A Native American war shirt decorated with human hair fetched more than $30,000 when it came up for sale in Dallas this week.
The shirt was the star lot of Heritage Auctions’ Ethnographic, American Indian, Pre-Columbian & Tribal Art Signature Auction, which achieved a total of more than half a million dollars.
Dating from the 1890s, the shirt was tailored in typical Plains fashion by the Sioux tribe, and was decorated with beaded shoulder and sleeve strips, tie laces made from animal hide, and a geometric design which even included small woven American Stars and Stripes flags.

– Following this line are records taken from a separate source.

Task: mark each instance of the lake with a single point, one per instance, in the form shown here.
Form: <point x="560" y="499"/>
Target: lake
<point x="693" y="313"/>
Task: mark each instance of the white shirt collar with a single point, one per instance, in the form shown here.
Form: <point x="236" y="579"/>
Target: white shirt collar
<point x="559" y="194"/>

The edges of the shirt were fringed with long strands of human hair, in a tradition which originally began as a symbol of each individual warrior’s bravery and skill.
"In theory, at least, a lock of hair was added for each recognized war deed, such as counting coup on an enemy, capturing a horse, taking prisoners, getting wounds, saving the life of a friend, etc., but eventually the fringed shirt became simply the conventional regalia of the four grand councilors and finally a style of dress for anyone," said Delia Sullivan, Director of American Indian Art at Heritage.

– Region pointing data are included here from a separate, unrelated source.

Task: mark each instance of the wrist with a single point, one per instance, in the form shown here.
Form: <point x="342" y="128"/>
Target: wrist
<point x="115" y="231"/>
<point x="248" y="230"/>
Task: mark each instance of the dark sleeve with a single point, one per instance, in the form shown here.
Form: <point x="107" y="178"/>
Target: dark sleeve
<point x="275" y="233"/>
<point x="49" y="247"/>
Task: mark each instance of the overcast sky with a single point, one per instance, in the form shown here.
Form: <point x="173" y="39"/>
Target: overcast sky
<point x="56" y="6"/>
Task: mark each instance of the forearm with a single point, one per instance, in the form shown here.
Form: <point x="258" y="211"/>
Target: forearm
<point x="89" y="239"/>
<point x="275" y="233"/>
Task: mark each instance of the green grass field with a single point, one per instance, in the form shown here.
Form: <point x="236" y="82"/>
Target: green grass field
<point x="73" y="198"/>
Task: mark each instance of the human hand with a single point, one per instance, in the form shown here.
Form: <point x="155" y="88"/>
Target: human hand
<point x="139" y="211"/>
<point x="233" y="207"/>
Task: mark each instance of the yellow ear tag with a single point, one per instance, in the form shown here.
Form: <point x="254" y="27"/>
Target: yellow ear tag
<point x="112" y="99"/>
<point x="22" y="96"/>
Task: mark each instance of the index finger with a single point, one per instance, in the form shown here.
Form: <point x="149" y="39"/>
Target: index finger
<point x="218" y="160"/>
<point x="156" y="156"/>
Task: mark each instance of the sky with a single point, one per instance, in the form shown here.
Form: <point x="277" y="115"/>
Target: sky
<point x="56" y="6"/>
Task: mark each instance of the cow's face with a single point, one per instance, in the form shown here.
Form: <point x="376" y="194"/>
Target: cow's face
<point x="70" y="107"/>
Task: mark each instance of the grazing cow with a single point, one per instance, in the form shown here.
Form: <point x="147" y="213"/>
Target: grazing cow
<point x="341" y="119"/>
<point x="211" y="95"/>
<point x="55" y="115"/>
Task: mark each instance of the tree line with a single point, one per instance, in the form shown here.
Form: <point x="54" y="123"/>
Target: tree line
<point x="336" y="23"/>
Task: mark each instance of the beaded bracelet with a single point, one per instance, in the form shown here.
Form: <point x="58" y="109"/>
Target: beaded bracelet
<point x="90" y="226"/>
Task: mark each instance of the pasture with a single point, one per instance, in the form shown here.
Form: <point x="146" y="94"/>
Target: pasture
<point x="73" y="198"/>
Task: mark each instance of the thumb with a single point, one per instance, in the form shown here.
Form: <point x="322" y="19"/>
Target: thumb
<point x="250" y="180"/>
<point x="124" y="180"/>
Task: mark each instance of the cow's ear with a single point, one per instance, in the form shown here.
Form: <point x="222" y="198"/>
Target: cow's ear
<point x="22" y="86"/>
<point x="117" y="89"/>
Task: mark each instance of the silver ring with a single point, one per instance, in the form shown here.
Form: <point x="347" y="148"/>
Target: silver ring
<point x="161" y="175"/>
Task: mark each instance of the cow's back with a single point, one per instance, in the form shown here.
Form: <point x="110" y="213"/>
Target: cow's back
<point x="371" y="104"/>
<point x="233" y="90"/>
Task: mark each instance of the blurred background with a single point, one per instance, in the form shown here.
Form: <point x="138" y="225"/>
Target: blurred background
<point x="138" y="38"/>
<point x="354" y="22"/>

Having survived in remarkable condition for more than a century, the war shirt was snapped up by a collector for $32,500.

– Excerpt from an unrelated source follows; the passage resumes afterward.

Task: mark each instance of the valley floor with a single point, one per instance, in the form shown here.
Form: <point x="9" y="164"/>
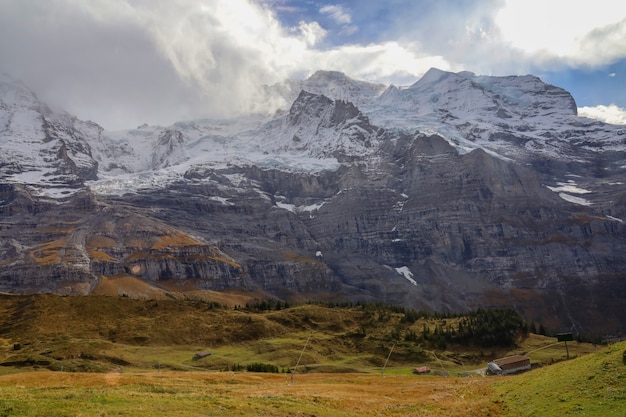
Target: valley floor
<point x="238" y="394"/>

It was one of numerous important Native American artefacts crossing the block in Dallas. Further highlights included A San Ildefonso Polychrome Jar circa 1890, which sold for $13,750; a late 19th century Plateau beaded hide cradleboard, which sold for $8,125; and a pair of Plateau beaded hide moccasins which realized $5,500.
There were also strong sales for modern works, such as a Santa Clara Blackware jar by Nancy Youngblood, circa 2003, which sold for $5,500, and a Hopi Buffware Jar by Al Qoyawayma, made circa 1992, which sold for $6,250.
"American Indian art is one of those categories that appeals to a wide array of collectors," said Sullivan.
"One of the great things about this auction was that, with the beaded hide items, the jars and bowls, rugs and baskets, collectors were able to find a variety of extraordinary American Indian pieces to add to their collections."